Pubblicato: 8 anni ago

Lei, Lei, Lei…

Questa settimana più che mai densa di grandi eventi mazziniani (il lancio del bellissimo video di Adesso facile con Benedetta in versione alter ego della sua grande mamma, lo strepitoso concerto-tributo di giovedì sera al Lingotto di Torino con Boosta & C…) non poteva che concludersi in bellezza con un appuntamento televisivo da non perdere: quello in onda stasera alle 21 su Lei (canale 125 di Sky) in cui la riproposta del mitico Live ’72 sarà preceduta da uno special di mezz’ora circa condotto da Paola Maugeri con gli interventi di Benedetta, Platinette e Mara Maionchi.
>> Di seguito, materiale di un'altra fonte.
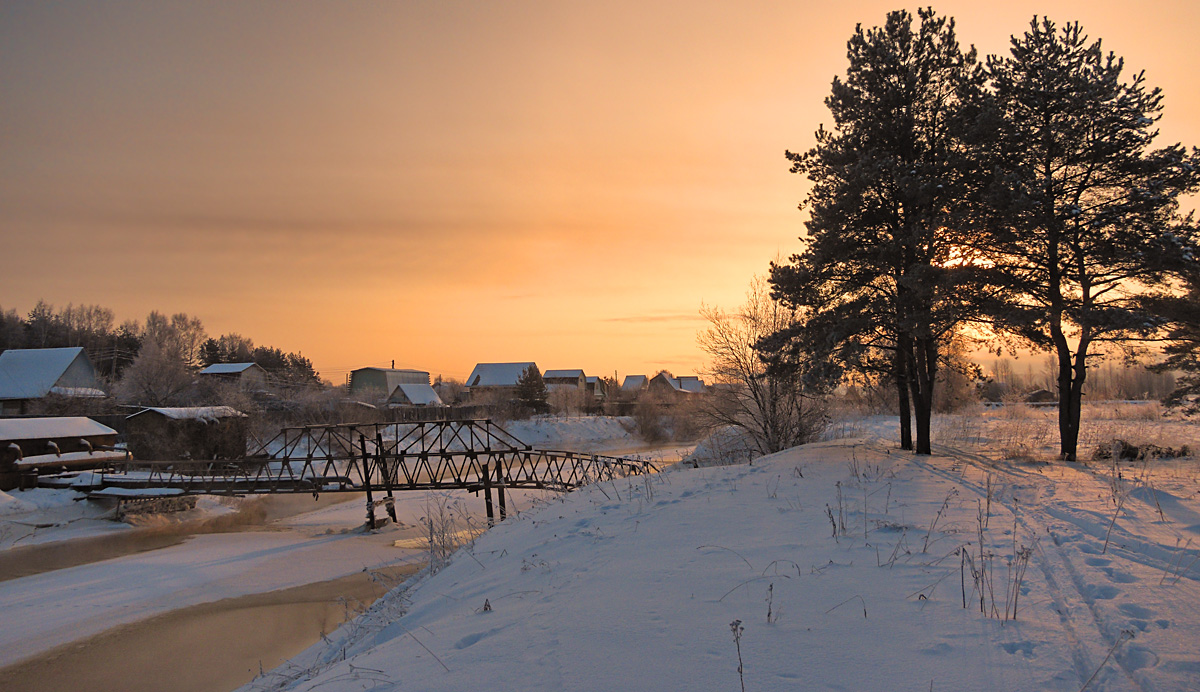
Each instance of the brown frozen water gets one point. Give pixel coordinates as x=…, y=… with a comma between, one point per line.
x=208, y=648
x=29, y=560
Il tutto sarà replicato dalla stessa emittente giovedì 10 alle h. 22,05 e il 31 dicembre alle 23,20. Sempre su Sky (e più precisamente su Skyuno, canale 109) per la sera del 16 dicembre alle 20,55 è previsto uno special di circa venti minuti sul clip di Adesso è facile e sui suoi protagonisti. Nei giorni delle Feste, poi, vi consigliamo di tenere d’occhio la programmazione di Raistoria (visibile sia sul digitale terrestre che su Sky al canale 805) che ogni sera alle 23, nel programma trtrospettivo intitolato Radiocorriere, proporrà spezzoni vari di Mina tratti da Canzonissima ’68, Avanti il prossimo e altri show. Un’ultima segnalazione riguarda l’appuntamento in edicola con il numero di dicembre di Raro! con un fernandofratarcangèlico articolo di ben 6 pagine dedicato a Mina con un’intervista a Renzo Donzelli degli Happy Boys…
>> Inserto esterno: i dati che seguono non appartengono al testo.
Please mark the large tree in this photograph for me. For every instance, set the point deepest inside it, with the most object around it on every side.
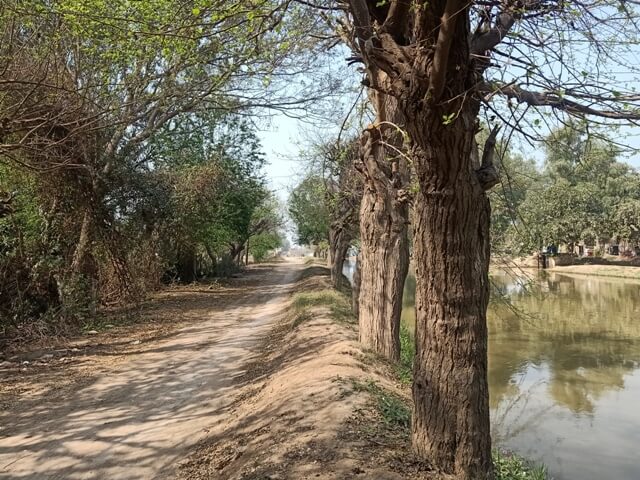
(445, 62)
p.s. Molti abbonati già ci chiedono con impazienza notizie sui tempi di uscita della superfanzine numero 70 con cui festeggeremo il Trentennale del Club. Purtroppo è presto per promettervi date certe, anche perché la mole di lavoro si preannuncia stavolta più imponente del solito (72 pagine fitte fitte non sono roba da ridere…) e stiamo ancora mettendo insieme gli articoli e le interviste (non tutte ancora effettuate) del megadossier dedicato a Facile che sarà l’argomento-clou di questa edizione ricca come non mai di strabilianti sorprese e di collaborazioni prestigiose…

Pubblicato: 8 anni ago

Davvero splendidi io e te

E’ Benedetta Mazzini la protagonista femminile del videoclip del brano Adesso è facile, cantato in duetto da Mina e Manuel Agnelli, tratto dall’ultimo album di Mina “Facile”. Accanto a Benedetta ci sono Manuel Agnelli e gli altri componenti degli Afterhours.

E’ particolarmente significativo che sia proprio Benedetta Mazzini ad apparire nel primo videoclip realizzato con interpreti veri e propri per una canzone di Mina (i precedenti erano a disegni animati).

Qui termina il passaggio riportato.